As a chronically pained (and chronically single) queer, I was hoping for more voices to complicate ideas of who gets to access pleasure, especially in bodies not deemed normative. I wondered how my asexual, aromantic, and agender accomplices would be able to complement these takes, as well as disabled, Deaf/HoH, mentally or chronically ill folks. Alana Devich Cyril did briefly touch on this in a talk on late-stage cancer, and how the depression that she fell into on her first chemo cocktail made pleasure inaccessible to her. Ultimately it was Leah Lakshmi Piepzna-Samarasinha’s entry, Care As Pleasure, where she said, “Care isn’t always orgasmically pleasurable: people need to be able to get what we need and go to the bathroom whether or not it feels like a dance party,” that made me feel a little more ‘seen,’ or validated.
“We are all responsible for finding a way, a moment, an opening, or a set of relationships that allow us to grow as interrupters of despair.” Malachi Garza, Experiments in Cannabis for the Collective
One section that brown wrote that didn’t focus much on sex and that gave me tons of pleasure was one entirely dedicated to Beyoncé. My pleasure icon, a feminist icon, all the icons, and the “queen my anarchic heart continues to choose,” as brown puts it, Beyoncé is ultimately a regular-ass person, a Black woman artist mother-of-three from Houston, Texas who feels pain and fucks up and through the alchemy of her work transforms the natural into something supernatural. As the title of brown’s chapter states, The Pleasure of Living at the Same Time as Beyoncé Giselle Knowles-Carter is something I specifically focus on when I’m struggling to think up reasons to go on living in 2019. And just as brown alerts at the beginning of that section, if you take issue with our love for this woman, feel free to skip ahead, because much of her body of work echoes the messages in Pleasure Activism — and to paraphrase author Kiese Laymon who is quoted in this book, we have to hold fast to joy wherever we can find it in this world, by any means necessary.

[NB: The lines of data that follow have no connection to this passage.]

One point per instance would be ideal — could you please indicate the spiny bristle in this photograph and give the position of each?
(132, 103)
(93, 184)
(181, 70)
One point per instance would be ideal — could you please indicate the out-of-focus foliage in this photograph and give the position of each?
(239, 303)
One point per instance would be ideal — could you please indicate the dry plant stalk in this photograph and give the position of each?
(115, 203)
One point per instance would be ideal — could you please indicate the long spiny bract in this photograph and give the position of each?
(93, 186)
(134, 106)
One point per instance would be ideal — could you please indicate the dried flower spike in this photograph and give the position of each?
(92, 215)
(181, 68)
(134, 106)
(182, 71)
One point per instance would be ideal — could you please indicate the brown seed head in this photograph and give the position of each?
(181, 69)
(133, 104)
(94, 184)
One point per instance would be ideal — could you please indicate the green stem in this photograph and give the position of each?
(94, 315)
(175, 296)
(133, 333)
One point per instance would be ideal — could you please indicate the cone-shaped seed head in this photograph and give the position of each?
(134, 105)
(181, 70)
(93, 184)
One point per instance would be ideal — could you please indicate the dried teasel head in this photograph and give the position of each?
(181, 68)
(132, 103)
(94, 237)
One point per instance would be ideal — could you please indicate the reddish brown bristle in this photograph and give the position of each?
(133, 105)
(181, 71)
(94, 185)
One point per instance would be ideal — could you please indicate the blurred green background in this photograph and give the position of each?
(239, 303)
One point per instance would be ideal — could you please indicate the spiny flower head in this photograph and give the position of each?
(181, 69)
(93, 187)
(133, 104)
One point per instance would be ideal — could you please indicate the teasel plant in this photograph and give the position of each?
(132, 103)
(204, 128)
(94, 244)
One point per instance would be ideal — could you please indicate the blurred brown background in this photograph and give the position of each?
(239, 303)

This is driven home particularly when brown writes on Beyoncé’s 2017 Grammys performance, where she was pregnant with her twins. At the time, Aquarius season was giving way to Pisces season, and Bey’s performance was an oceanic ode to the worship of water gods and goddesses in African diasporic spiritualities and their powers of cyclic growth. While performing “Love Drought,” a painful but almost radically optimistic song about joining together to bring about a desperately-needed reckoning, Beyoncé says, “if we’re going to heal, let it be glorious.” It’s moving through pain and trauma that makes space for pleasure to be possible, for peace.
It’s true that in conversations around social justice, we often talk about what sucks, what we don’t want, and what needs to be torn down. In order to build a better world, to move towards the goals of decolonization, abolition, and liberation, Pleasure Activism tells us, we need to “practice for the world we want,” as sister burlesque performers Michi and Una Osato put it in one piece. What I got from this book is that all bodies have the potential to develop this practice of using the intelligence of what makes us feel good and apply it to movements for justice. We don’t have to just give our blood, sweat, and tears to this project, but share our pleasure, too. We can — we must — bring all of all of us.